Contrast this situation with King Charles who has also now left the London Clinic today after undergoing a procedure for an enlarged prostate.
Throughout the three days His Majesty spent there, on five occasions his wife Queen Camila turned up to see him bearing a new Sudoku and fresh stocks of his favourite marmalade, I’m assuming, each time being shot by the press.
Then on Monday, UK time, the King checked out, with the Queen by his side, the couple happily waving and smiling for the cameras. Watching two 70-somethings cover the short distance from a front door to a waiting electric Audi is hardly the most engrossing photo but, to paraphrase the Clinton doctrine, it’s the symbolism stupid.
The obvious message: The King is just fine and dandy and going home to put on his Goonies PJs, to catch up on recent episodes of Country File that Camilla has recorded for him on VHS while he recuperates. Might he be enjoying a tray in bed for dinner, even as we speak? A coddled egg? Some toast soldiers cut using a military ruler? I’d like to think so.

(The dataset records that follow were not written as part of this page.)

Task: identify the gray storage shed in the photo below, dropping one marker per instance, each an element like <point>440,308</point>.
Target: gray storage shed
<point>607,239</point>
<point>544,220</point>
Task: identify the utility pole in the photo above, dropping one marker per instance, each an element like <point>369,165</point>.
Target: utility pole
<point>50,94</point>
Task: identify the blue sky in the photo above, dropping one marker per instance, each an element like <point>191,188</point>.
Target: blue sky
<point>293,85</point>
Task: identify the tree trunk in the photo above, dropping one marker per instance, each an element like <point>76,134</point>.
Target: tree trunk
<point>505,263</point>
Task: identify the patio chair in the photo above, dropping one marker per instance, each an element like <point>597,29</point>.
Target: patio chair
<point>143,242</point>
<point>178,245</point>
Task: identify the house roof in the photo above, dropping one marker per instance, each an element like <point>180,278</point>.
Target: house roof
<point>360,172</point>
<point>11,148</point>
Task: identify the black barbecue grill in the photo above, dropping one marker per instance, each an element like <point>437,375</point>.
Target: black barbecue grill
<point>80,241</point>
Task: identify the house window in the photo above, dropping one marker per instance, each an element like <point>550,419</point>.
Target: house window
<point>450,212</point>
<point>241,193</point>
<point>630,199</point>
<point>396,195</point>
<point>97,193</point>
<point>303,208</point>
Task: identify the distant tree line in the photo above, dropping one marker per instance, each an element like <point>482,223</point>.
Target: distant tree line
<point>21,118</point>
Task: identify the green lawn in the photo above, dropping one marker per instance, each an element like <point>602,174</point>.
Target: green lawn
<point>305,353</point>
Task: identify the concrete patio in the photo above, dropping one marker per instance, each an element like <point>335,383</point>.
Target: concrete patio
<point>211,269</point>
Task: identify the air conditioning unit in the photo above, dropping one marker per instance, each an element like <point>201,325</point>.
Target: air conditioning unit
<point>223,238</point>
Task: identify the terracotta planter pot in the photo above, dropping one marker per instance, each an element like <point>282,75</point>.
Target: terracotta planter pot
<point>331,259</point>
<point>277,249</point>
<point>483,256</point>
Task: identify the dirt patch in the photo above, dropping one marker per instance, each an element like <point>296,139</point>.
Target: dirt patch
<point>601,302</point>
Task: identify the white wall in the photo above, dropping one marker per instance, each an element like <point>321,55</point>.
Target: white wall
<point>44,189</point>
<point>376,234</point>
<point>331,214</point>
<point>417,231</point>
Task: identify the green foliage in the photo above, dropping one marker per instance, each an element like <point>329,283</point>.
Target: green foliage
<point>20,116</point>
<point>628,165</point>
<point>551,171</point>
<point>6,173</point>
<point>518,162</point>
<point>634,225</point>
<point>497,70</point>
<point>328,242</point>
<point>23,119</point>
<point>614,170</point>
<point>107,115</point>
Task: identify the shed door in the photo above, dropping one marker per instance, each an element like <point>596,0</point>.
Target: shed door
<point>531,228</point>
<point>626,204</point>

However, the absence of a similar Kate shot leaves something of a void. A noticeable one that departs from the princess’ previous handling of medical moments.
One interpretation of events was put forward by Sky News UK’s longtime royal reporter Rhiannon Mills: “She is one of the most photographed women in the world and would not, like the rest of us, want to be seen to be looking particularly under the weather.”
No one wants the world to see them looking baggy-eyed, peaky or downright poorly but let’s imagine that such a photo did come out. I personally don’t think it would be all that bad, a nice bit of humanising of a woman who generally exudes a certain disconcerting degree of perfection.
However, it would seem that Team Wales is sensitive to anything that might alter or affect the prevailing image of her as beaming, poised and generally looking like a figure created by Disney in a quiet moment.
So much – if not, pretty much everything for the Crown Inc. – now rests on Kate and nothing, not even a shot of her in her trackies looking a bit peaky can be allowed out if it might impact that.
What a way to live.
Ultimately, the prince and princess and their people have pulled off the near-impossible, given that “cameras [were] literally covering every single entrance and exit,” per Mills.
The couple will, according to her, “delighted that they have managed to get the Princess of Wales home to rest without being captured by all of the cameras.”
So now, Kate’s now back with her family, hopefully lolling on a sofa, Charles has checked in to make sure she too has Goonies jammies for her convalescence and William, doing Dad duty, is busy in the kitchen making spag bol while a footman looks on in quiet horror. What a time to be alive.
Daniela Elser is a writer, editor and a royal commentator with more than 15 years’ experience working with a number of Australia’s leading media titles.